CULTURE UNESCO names Manchester as a City of Literature


UNESCO names Manchester as a City of Literature


01:43, November 02, 2017


VCG's file photo shows Manchester's town hall. 

  Manchester, the city regarded as the capital of North West England, has been named as a UNESCO City of Literature, it was announced Wednesday.
  The city built Britain's first public lending library and gave the world the work of great writers including Elizabeth Gaskell and Anthony Burgess.
  UNESCO Cities of Literature are dedicated to pursuing excellence in literature on a local level, engaging as many citizens as possible in a dynamic culture of words and encouraging the creation and sharing of stories.
  Manchester's successful bid was coordinated by a consortium involving Manchester City Council, the University of Manchester, Manchester Metropolitan University and the Manchester Literature Festival, along with local writers, publishers and literary organisations. Their bid was endorsed by the Royal Society of Literature and the English Association.
  A program of cultural events and community writing projects is to be developed to celebrate Manchester's new City of Literature status. A steering committee has drawn up plans for a program that includes a libraries festival, the establishment of a new writers' hub and far-reaching initiatives to support new writing, promoting writing in translation, music and words, and the writing of Manchester residents
  Manchester is home to the world-class Central Library, as well as three historic gems, The Portico, John Rylands, and Chetham's libraries.

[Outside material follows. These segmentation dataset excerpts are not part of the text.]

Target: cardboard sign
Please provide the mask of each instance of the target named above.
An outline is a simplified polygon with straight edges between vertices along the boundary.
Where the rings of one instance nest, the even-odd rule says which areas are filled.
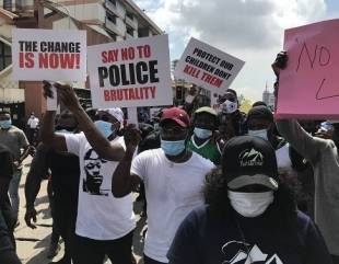
[[[339,20],[285,31],[277,118],[339,118]]]
[[[172,105],[167,35],[89,47],[93,107]]]
[[[85,81],[86,32],[12,30],[13,79]]]
[[[206,43],[190,38],[174,77],[223,94],[244,64]]]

The legacy of its native authors is celebrated at the International Anthony Burgess Foundation and Elizabeth Gaskell's House.
  Prof John McAuliffe, of the Center for New Writing at The University of Manchester, said: "This is a cause for great celebration, which will help us to strengthen our university's many partnerships with the city and its communities.
  Manchester City Council's Executive Member for Culture, Luthfur Rahman, said: "We are extremely proud to become a UNESCO City of Literature, as we recognise the power of words to promote greater understanding, well-being and learning across our proudly diverse city."